The second was the content. It was written by someone sitting in a glass tower surrounded by other, similar towers. The writer’s mastery of English was exemplary. Their command of the manoeuvres necessary to ensure responsibility for anything never lands on their desk equally impressive.
We were on our way to Mandalay, the last capital city of the Kings of Burma. One story has it that King Thibaw’s advisors, not wanting to take the responsibility for delivering bad news, withheld critical information about the size of the British army and the likelihood that if negotiations failed, which they did, the Kingdom would be overwhelmed.
This is the watch tower in the grounds of the Royal Palace in Mandalay. From here King Thibaw’s guards watched the British army approach the palace in November of 1885. Defeat was inevitable.
Thibaw and his household were exiled to India. Meanwhile, in British ruled Burma the social structures developed over centuries and which had sustained a rich and complex society, one largely unrecognised and misunderstood by the new rulers, collapsed.
There’s a parallel, albeit on a much smaller scale, between the plight of Thibaw and Burma and those affected by the email. That message marked the end of a specialist and proven effective service in a complex and little understood field of work, one deemed no longer core business for the entity concerned. And once that decision was made, the outcome was inevitable.
I was tempted to delete the email. Instead, I saved it against the day, yet to arrive (I expect it won’t) when I might have regrets or doubts about the decision I took last year, to live my life differently. And then, with the email open I handed my phone to John. You can say a lot in a crowded mini van with a glance, the raise of an eyebrow, a sigh.
We each returned to gazing out the window. It was a dry and dusty road.
It’s apt that the first piece of writing I came across about Mandalay, as it is for many English speakers, was the eponymous poem by Kipling. It’s a poem that evokes so much of the fascination by the British for all that is exotic; a poem written by a man who never went to Mandalay, whose contact with Burma was brief. He passed through Rangoon and Moulmein on his journey “home” after serving the empire in India.

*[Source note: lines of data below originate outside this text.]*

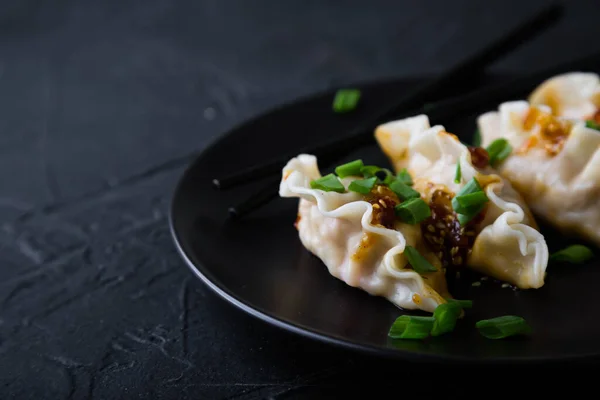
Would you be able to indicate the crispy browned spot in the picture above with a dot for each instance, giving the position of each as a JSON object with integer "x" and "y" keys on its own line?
{"x": 443, "y": 234}
{"x": 553, "y": 132}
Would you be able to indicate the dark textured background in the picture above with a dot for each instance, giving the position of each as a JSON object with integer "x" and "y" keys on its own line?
{"x": 103, "y": 104}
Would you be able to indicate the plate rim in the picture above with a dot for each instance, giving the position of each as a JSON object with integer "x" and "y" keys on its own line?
{"x": 307, "y": 332}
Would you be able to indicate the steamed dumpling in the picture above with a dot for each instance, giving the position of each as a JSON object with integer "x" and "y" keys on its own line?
{"x": 503, "y": 241}
{"x": 555, "y": 162}
{"x": 571, "y": 95}
{"x": 357, "y": 241}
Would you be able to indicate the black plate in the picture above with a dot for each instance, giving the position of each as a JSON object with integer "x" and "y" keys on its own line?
{"x": 259, "y": 264}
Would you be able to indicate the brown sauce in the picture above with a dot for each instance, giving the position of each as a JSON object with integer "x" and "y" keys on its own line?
{"x": 553, "y": 132}
{"x": 383, "y": 200}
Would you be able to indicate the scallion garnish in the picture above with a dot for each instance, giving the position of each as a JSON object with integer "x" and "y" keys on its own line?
{"x": 469, "y": 201}
{"x": 498, "y": 150}
{"x": 405, "y": 177}
{"x": 369, "y": 171}
{"x": 590, "y": 123}
{"x": 411, "y": 327}
{"x": 413, "y": 211}
{"x": 502, "y": 327}
{"x": 458, "y": 173}
{"x": 362, "y": 186}
{"x": 574, "y": 254}
{"x": 353, "y": 168}
{"x": 346, "y": 100}
{"x": 477, "y": 138}
{"x": 383, "y": 175}
{"x": 445, "y": 315}
{"x": 328, "y": 183}
{"x": 418, "y": 262}
{"x": 403, "y": 191}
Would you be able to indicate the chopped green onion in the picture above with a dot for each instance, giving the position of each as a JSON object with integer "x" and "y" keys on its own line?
{"x": 346, "y": 100}
{"x": 328, "y": 183}
{"x": 477, "y": 138}
{"x": 574, "y": 254}
{"x": 389, "y": 179}
{"x": 413, "y": 211}
{"x": 349, "y": 169}
{"x": 383, "y": 175}
{"x": 590, "y": 123}
{"x": 502, "y": 327}
{"x": 458, "y": 173}
{"x": 462, "y": 303}
{"x": 411, "y": 327}
{"x": 405, "y": 177}
{"x": 403, "y": 191}
{"x": 418, "y": 262}
{"x": 362, "y": 186}
{"x": 498, "y": 150}
{"x": 446, "y": 315}
{"x": 369, "y": 171}
{"x": 469, "y": 201}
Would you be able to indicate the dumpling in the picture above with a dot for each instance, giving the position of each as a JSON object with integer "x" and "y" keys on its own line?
{"x": 555, "y": 159}
{"x": 359, "y": 239}
{"x": 501, "y": 239}
{"x": 571, "y": 95}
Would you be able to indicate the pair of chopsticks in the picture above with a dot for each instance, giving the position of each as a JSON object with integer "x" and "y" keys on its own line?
{"x": 363, "y": 135}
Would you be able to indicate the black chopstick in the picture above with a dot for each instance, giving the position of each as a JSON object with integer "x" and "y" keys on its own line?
{"x": 491, "y": 94}
{"x": 465, "y": 68}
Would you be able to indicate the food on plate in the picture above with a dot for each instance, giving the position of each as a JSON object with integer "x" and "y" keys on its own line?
{"x": 478, "y": 220}
{"x": 554, "y": 160}
{"x": 348, "y": 220}
{"x": 397, "y": 234}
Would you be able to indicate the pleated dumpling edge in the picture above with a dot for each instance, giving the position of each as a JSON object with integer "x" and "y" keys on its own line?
{"x": 336, "y": 227}
{"x": 508, "y": 245}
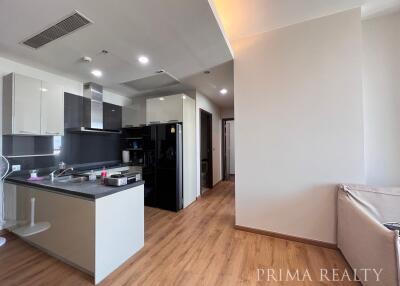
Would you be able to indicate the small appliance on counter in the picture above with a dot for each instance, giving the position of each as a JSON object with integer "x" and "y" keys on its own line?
{"x": 122, "y": 179}
{"x": 125, "y": 156}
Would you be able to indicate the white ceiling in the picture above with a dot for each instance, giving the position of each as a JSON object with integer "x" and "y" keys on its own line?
{"x": 246, "y": 18}
{"x": 180, "y": 36}
{"x": 374, "y": 8}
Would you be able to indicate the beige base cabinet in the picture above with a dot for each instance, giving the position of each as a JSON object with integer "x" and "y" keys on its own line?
{"x": 32, "y": 106}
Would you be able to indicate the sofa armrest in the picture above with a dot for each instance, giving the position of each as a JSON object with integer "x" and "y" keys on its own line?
{"x": 366, "y": 243}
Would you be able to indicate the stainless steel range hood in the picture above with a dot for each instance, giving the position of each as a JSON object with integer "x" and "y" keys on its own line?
{"x": 93, "y": 110}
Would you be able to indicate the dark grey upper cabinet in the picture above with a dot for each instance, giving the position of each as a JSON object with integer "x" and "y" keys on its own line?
{"x": 112, "y": 116}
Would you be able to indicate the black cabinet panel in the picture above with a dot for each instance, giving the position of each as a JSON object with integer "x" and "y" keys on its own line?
{"x": 112, "y": 116}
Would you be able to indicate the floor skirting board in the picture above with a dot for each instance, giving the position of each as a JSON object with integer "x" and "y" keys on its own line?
{"x": 287, "y": 237}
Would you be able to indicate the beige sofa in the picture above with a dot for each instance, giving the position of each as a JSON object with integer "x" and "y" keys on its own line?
{"x": 363, "y": 239}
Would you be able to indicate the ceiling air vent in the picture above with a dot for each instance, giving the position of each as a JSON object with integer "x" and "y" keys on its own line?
{"x": 62, "y": 28}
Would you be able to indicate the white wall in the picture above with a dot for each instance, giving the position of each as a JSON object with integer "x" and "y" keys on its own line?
{"x": 227, "y": 113}
{"x": 69, "y": 85}
{"x": 381, "y": 44}
{"x": 231, "y": 125}
{"x": 202, "y": 102}
{"x": 299, "y": 125}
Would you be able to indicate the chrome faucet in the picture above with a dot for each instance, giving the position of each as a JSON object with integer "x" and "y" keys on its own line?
{"x": 54, "y": 175}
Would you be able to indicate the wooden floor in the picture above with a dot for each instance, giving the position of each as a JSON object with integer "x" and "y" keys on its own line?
{"x": 197, "y": 246}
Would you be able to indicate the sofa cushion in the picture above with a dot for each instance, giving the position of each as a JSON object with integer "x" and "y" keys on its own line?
{"x": 382, "y": 203}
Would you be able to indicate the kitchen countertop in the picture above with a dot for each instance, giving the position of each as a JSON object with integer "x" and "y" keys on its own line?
{"x": 91, "y": 190}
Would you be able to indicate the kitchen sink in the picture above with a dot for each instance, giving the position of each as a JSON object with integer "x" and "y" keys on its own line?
{"x": 70, "y": 179}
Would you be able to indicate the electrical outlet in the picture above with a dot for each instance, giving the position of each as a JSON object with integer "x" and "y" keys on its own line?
{"x": 16, "y": 168}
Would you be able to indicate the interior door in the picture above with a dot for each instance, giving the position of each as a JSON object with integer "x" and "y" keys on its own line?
{"x": 227, "y": 149}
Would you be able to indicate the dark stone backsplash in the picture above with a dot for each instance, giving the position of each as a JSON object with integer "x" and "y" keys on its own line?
{"x": 72, "y": 148}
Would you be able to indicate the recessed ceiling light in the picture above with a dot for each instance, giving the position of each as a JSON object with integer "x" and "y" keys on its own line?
{"x": 223, "y": 91}
{"x": 143, "y": 60}
{"x": 97, "y": 73}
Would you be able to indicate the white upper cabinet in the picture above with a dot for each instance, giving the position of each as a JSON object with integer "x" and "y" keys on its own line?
{"x": 27, "y": 94}
{"x": 31, "y": 106}
{"x": 164, "y": 109}
{"x": 52, "y": 109}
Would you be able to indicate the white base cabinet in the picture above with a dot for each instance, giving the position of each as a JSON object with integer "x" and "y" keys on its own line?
{"x": 95, "y": 236}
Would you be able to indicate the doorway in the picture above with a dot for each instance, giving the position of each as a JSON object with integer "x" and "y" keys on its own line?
{"x": 206, "y": 160}
{"x": 228, "y": 149}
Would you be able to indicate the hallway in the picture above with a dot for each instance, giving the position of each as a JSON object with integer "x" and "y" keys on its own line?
{"x": 197, "y": 246}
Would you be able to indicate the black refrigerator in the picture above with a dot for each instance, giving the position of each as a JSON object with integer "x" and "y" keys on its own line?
{"x": 162, "y": 166}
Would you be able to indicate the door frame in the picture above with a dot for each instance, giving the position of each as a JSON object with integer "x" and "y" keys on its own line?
{"x": 209, "y": 143}
{"x": 223, "y": 147}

John an I arrived in Mandalay late in the afternoon, to a place that was nothing like what I had imagined. Vanquished by the British in 1885, sacked by the Japanese in 1942, and bombed again by the Allies in 1944 there is little left of the old city.
It’s a town with the uniformity of architecture that comes from a complete and hurried rebuild. But I was excited to be there. I was looking forward to standing on the top of Mandalay hill, to gazing out at the future.